Especially when you give them a bag with shampoo, soap and a fluffy new towel, right when they get off a ten hour bus ride.  That creates certain expectations, such as: Where are the showers you didn’t think to provide.  

I freak out about stuff like that, but Tom just gets his tools and rigs up three new showers, which work great until our new field security officer Pennie notices a small leak. As she goes to fix it, the shut off valve comes off in her hand. If she lets go, we have a fire hose in the bathroom. Here’s a video of the experience I know she’s dying for me to post.  

 

Oh yes, and speaking of water, we had it everywhere, especially in our makeshift Hilton, aka: the warehouse on the dock. The Queen Mother of all hospitality, kindness and detail, Lisa Svatek, collected and placed every bucket and bedpan she could find so the girls’ mattresses wouldn’t get wet from the leaky roof. A few did, but even rainy season can’t diminish this level of cute.    

 Are you wondering what happened to all those Pom Poms?

   
Maybe by now you’re thinking, just how did we manage a beach trip and pool party with all that rain? Excellent question. 

  

We didn’t.  The rain stopped.    

If you’re me, and planning an outdoor event where rain is certain to spoil your plans, you pray whiny, beggy, cajoling prayers, that basically sound like “Lord pleeeeeeeease. Sun. Ugh.”

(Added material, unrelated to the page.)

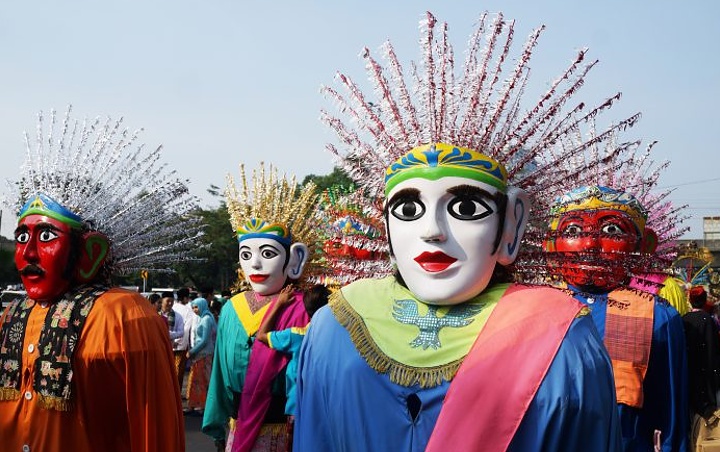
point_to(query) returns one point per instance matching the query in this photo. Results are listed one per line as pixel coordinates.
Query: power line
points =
(691, 183)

The sun never came out at the beach. It was overcast, without a drop of rain.  

But listen, our baby girls live at 5,000 feet and can’t handle sea level sun. Had it been out they would have melted. Plus, the beach would have been packed with people. As it was, we basically had it to ourselves. In addition, had that storm not blown through, the ocean would have been calm enough for swimming, which we didn’t really want for safety reasons. They were happy just to splash in the waves. 

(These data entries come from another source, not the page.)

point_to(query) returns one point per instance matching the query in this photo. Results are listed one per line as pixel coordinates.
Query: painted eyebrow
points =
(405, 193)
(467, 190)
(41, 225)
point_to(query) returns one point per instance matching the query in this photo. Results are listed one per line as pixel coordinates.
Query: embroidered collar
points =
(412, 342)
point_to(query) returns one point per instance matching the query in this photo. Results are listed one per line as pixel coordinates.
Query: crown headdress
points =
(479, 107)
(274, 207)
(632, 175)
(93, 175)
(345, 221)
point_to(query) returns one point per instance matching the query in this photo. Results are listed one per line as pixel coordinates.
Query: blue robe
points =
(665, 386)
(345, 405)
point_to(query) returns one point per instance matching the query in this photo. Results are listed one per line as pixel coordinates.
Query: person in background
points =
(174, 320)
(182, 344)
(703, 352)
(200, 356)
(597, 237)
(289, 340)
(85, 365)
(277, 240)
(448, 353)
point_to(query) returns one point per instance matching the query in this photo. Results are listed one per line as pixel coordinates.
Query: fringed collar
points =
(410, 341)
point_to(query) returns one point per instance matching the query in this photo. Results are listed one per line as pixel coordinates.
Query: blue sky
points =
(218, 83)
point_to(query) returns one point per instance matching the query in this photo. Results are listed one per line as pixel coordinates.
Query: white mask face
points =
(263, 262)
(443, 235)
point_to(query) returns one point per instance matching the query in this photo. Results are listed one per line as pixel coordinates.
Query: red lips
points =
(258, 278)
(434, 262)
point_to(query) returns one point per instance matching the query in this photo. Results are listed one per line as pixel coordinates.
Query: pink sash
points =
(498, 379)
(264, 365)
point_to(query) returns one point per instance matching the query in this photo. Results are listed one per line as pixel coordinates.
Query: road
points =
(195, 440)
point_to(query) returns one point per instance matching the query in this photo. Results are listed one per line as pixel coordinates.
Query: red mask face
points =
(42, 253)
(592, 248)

God knew all that before I did.   

How often, after praying for something I don’t get, do I assume the Lord just didn’t answer? Why can’t I trust that He sees what I actually need and is eager to give it to me?

 
Africa Mercy crew will tell you, that you have to get a coconut at the beach. It’s critical. This vendor saw a significant spike in his daily revenue.  

  
And by the way, do these swimsuits look familiar? Remember a year ago, when we took the girls swimming in Tana? An American donor bought them new swimsuits. Isn’t it starting to seem like someone is behind all this?

Can your heart handle one last story and picture?

Madagascar is a tropical island nation and native tropical fish swim all around the dock.  Kneeling there you can see dozens of varieties. It’s a giant magnificent aquarium.  

  

They were doing this when Principal Dave, the one with snot on his shirt, plucked a few urchins from the water and let the girls hold them, which of course prompted squealing.

 
 
This morning before they left, one of the girls got up and spoke to everyone through the translator. She spoke quietly and had to compose herself.  Among a few other things, here is what she said:

“We thank you because now we can see how much you love us.”

That, my friends, is complete victory. Thank you to all of you who worked and prayed and paid and planned and trusted that together we could bring a little more heaven to earth.